Studies have found that early start times for high school age kids are associated with a variety of undesired outcomes, such as more car accidents and poorer academic performance, Adams said.
“Sleep is something that you spend a third of your life doing, so it makes sense to prioritize it just as we do other aspects of health, no matter what age,” Adams said. For teenagers, getting eight to 10 hours of good quality sleep every night is critical as they navigate this major transitional stage of life.
In September 2016, Lewis wrote an opinion piece for the LA Times titled “Why Schools Should Start Later in the Day.” The article caught the eye of state Sen. Anthony Portantino, who was also a parent of a teen at the time. “And it just so happened their high school was in the midst of conversations about changing the school start time, so this topic resonated with him,” Lewis said.
Portantino dug into the issue further, and with the support of Lewis, the California Parent Teachers’ Association, and Start School Later, a non-profit organization that’s been advocating for later school start times since 2011, introduced a bill to the state legislature in February 2017.

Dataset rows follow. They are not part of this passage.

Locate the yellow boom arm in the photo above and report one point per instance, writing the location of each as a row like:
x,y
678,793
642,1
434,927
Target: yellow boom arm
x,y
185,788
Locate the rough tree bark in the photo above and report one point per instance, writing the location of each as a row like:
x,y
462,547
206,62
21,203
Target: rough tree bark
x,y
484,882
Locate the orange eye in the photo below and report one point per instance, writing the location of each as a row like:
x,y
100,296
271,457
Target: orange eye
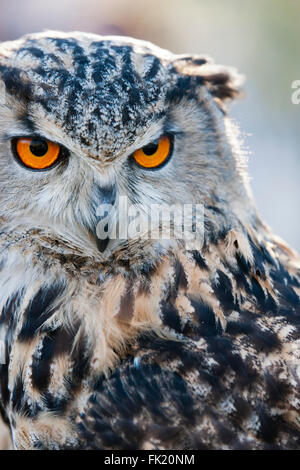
x,y
154,155
37,153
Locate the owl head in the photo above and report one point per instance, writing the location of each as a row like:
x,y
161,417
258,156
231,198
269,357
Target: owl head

After a two year process to obtain approval from the senate and state assembly, Governor Jerry Brown vetoed it, stating that school start times “should be decided at the local level,” Lewis said. “So that was, needless to say, very, very disappointing.”
Determined, Portantino reintroduced the bill in 2019, and shepherded it through the approval process once again. By this time, Gavin Newsom had entered office as the new governor, and Portantino immediately visited Newsom to speak with him about the bill. A few months later, Newsom signed the late start bill into law in October 2019.
“School start times are the biggest policy change that can impact teen sleep, so that’s why this is so important,” Lewis said. “By the time kids are juniors or seniors, they may start looking like adults, but they’re not adults yet” – they still need a lot of sleep.